Tuesday, April 23, 2013

Writer Talk: Over-sharing & Under-sharing

Over-sharing, under-sharing and letting you know about the apple on the table 

Hello, my name is Tyler and I’m an over-sharer. Don’t want to know what I had for lunch, how it made me feel, and what I thought about while I ate it? Then don’t talk to me after lunch. I am a bottomless pit of talk and I’m not afraid to let my words fly.

I’m not ashamed of this particular personality trait, however, when it comes to writing it can be a bit of a problem.

I have read hundreds of books that walk the line of over-sharing and under-sharing details and books that have fallen in between. I know that giving too much information can be as bad as not giving enough.
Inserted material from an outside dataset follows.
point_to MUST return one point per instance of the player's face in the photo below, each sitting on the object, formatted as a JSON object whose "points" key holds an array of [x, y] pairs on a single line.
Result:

I want to know what the main character is thinking as he sees the city for the first time but I don’t need to know every single detail in the building to his left or the storm drain next to his feet. On the flip side, you can’t tell me that this is his first time to the city and then let him just walk down the street and into a nondescript house without a new thought in his head.
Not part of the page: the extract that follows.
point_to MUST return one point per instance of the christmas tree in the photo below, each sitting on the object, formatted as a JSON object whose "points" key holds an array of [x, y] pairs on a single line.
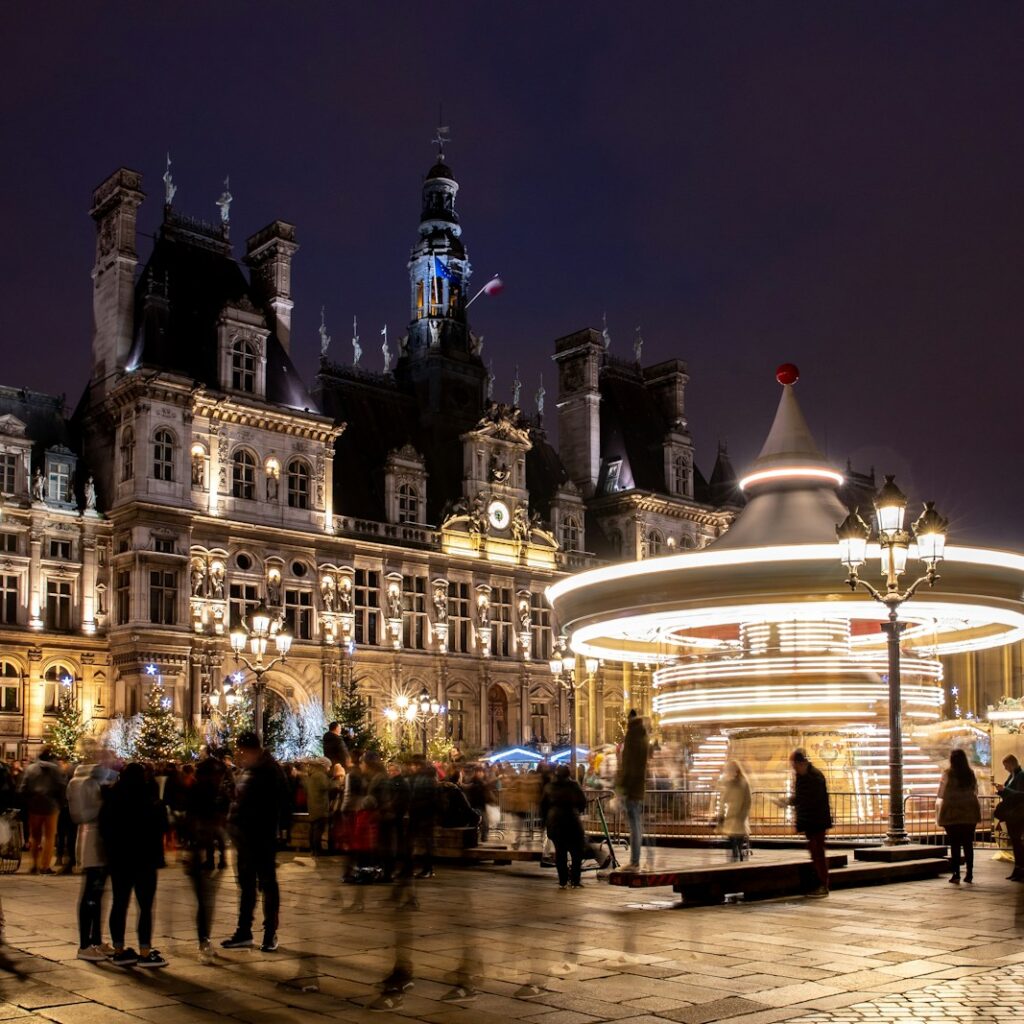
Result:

Getting the details just right is a balancing act in any story you write. At times, it’s a struggle for me to pull in my description reigns because I want need the reader to not only understand my story and characters but to see them as well. As the author I will always know 110 percent more than the reader about my story. I know why she bounces her leg whenever it storms. I know that the police station has a leaky basement causing the captain to have a series of hellish allergies. I know that, after the book ends, Mary is going to have a daughter and name her after her estranged sister.

Some of these details enhance the story; others just distract from it and enable over-sharing tendencies. Unless a detail furthers the readers’ understanding of a plot or character, really think about if it should be in there at all.

I’m going to use a very obscure book as an example of over-sharing.

Jude the Obscure (by Thomas Hardy) made me want to become a character in that book just so I could punch Jude and tell him to stop thinking about nonsense all of the time. You don’t have to know about the plot to know that dear ole Jude couldn’t walk a damned step without analyzing everything around him, how it all made him feel, and at least two flashbacks into his past. If I hadn’t been forced to read it for school I would have put it down within the first chapter (and I normally ALWAYS read past the first chapter).

Sure, some thoughts were relevant to the story. He questioned the love of his life, the way the city made him feel, and a bunch of other important who-am-I issues. However, he also described a ton of things that wasn’t worth a damn to him, me, or the story. Now, I know for a fact that some people insanely love this book (awkward moment: trashing this book to your professor before realizing she did her dissertation on it) and that’s good and all but they can’t deny it is, at best, long-winded.

You don’t need to write out everything that your character feels and sees and smells and touches because you love your story. You automatically know more than anyone about your story and you should keep it just like that. Your story, no matter the plot, is an extension of you and you need your secrets. Sometimes I tell you more than you need to know about my main, sometimes I don’t tell you enough to put together who-done-it, and sometimes I just want you to know there’s an apple sitting on the table.

At the end of the day it’s still your story. You can over- and under-share all you want, just remember that there are people who will put down your book in a heartbeat if you abuse either option. Don’t make them compare your story to Jude the Obscure.